Now you must first be aware what Sree Narayana stood for Gurudevan, as he was fondly known to his followers, led a strong reform movement  in Kerala, revolted against the caste system and worked on propagating new values of freedom in spirituality and thus the simple life with social equality. He transformed Kerala and was  adored as a prophet throughout India.

The first surprise was to see the great marquee surrounded, completely packed with commercial sellers. Spirituality with mutual respect and solidarity and simplicity has its price, we supposed.

The speakers and other guests met and we had an absolutely fabulous meal and after a rest were led to the staging area.

I was seated on the elevated stage with Ninette at the right end next to the Japanese.
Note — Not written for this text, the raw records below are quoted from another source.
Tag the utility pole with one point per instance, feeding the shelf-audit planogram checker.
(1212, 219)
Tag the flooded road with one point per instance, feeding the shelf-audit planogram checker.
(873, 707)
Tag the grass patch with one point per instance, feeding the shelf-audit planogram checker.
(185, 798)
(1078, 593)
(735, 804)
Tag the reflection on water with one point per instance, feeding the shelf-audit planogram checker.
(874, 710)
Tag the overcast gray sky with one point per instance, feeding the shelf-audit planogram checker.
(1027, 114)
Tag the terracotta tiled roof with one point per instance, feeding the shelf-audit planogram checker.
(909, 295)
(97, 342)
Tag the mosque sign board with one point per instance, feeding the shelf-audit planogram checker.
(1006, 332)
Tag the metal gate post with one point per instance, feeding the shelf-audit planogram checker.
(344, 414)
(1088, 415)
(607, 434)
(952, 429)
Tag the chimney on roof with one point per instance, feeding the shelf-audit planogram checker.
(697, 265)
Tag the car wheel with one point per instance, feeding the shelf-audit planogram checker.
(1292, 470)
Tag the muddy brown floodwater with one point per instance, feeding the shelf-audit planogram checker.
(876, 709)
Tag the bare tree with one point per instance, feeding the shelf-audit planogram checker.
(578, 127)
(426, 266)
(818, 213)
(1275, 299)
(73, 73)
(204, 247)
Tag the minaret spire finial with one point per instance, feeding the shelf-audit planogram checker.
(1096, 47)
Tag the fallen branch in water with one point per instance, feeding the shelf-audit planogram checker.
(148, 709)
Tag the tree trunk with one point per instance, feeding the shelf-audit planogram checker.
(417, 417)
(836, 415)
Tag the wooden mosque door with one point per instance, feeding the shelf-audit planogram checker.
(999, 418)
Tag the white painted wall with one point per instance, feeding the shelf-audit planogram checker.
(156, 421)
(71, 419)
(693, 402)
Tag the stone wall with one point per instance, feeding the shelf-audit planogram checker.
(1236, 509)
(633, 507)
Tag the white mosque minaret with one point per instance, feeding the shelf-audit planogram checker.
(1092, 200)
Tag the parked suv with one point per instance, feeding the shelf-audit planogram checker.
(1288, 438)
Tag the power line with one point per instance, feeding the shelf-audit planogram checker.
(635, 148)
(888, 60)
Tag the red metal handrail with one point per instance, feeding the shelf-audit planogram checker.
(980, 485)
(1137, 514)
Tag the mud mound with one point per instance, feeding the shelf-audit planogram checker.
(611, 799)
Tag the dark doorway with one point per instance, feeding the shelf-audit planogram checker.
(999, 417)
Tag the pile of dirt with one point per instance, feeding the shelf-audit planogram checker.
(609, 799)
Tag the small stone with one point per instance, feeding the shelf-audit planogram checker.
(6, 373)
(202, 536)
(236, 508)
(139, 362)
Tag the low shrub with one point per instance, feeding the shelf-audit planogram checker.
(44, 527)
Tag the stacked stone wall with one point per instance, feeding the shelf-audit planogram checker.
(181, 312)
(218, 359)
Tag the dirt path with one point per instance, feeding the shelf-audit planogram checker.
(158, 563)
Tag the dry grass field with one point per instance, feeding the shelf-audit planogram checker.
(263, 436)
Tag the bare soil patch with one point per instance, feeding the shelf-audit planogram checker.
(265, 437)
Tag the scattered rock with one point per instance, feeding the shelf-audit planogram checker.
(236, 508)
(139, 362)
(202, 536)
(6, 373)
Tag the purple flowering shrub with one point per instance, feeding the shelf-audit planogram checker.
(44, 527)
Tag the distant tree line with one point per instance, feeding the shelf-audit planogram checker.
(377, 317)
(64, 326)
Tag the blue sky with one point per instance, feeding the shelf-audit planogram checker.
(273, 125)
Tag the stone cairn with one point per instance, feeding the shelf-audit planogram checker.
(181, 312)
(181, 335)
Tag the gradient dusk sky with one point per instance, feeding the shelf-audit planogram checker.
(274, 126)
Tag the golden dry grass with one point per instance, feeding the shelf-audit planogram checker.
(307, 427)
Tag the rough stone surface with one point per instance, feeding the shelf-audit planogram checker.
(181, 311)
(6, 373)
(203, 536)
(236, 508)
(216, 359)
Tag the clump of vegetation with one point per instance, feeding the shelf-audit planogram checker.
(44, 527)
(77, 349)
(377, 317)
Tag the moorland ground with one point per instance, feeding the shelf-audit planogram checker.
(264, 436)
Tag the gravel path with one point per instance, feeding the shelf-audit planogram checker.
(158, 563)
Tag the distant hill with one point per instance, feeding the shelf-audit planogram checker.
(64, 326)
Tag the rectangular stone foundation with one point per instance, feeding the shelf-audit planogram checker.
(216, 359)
Below were scores of photographers and reporters from all over India. No surprise there, but it was a surprise to see that the rows of seats were divided so that the rich and wealthy could sit in front while the very poorest were far away at the back. We supposed that being poor had its price too.

The crowd was immense, several thousand supporters of Gurudevan, we supposed. The curtain was drawn back and we were received by thunderous applause. Then the Archbishop was introduced and spoke.

He finished his speech and behold as he finished all the Christians in the throng left. So did he with a nod to those remaining. Important business. Next came the Saint. He spoke and of course, you guessed correctly, the wealthy "saint followers" got up and left with him. Next came the Zen Buddhist and when he finished few left. I imagine there were few Zen followers in India.

It seemed that the spiritual oneness of all religious groups really meant little after all. It was good press that was important even for the Indian Saint.

I spoke finally and when I had finished to my surprise everyone stayed.

I should not have been for following our speeches there was to be a great display on the stage of Indian Dancers. We sat in the audience and appreciated the greatness of professional Indian music and dance and then leaving after receiving great thanks were led to our paid lodgings.

So much for organized religion of any type, and I believe that only Theravadin Mahatheras would have had the dignity to stay to the end.

So much for Kerala. We went by rail to Delhi and after exploring the city, buying what we required at good prices in the many shops, for we were after all sellers in Ibiza, returned to Spain.

It was an amazing trip in which we saw and learned a great deal more than has been spoken of here, for the object is to show Ninette's experiences beside me and the seeds which were nurtured within her.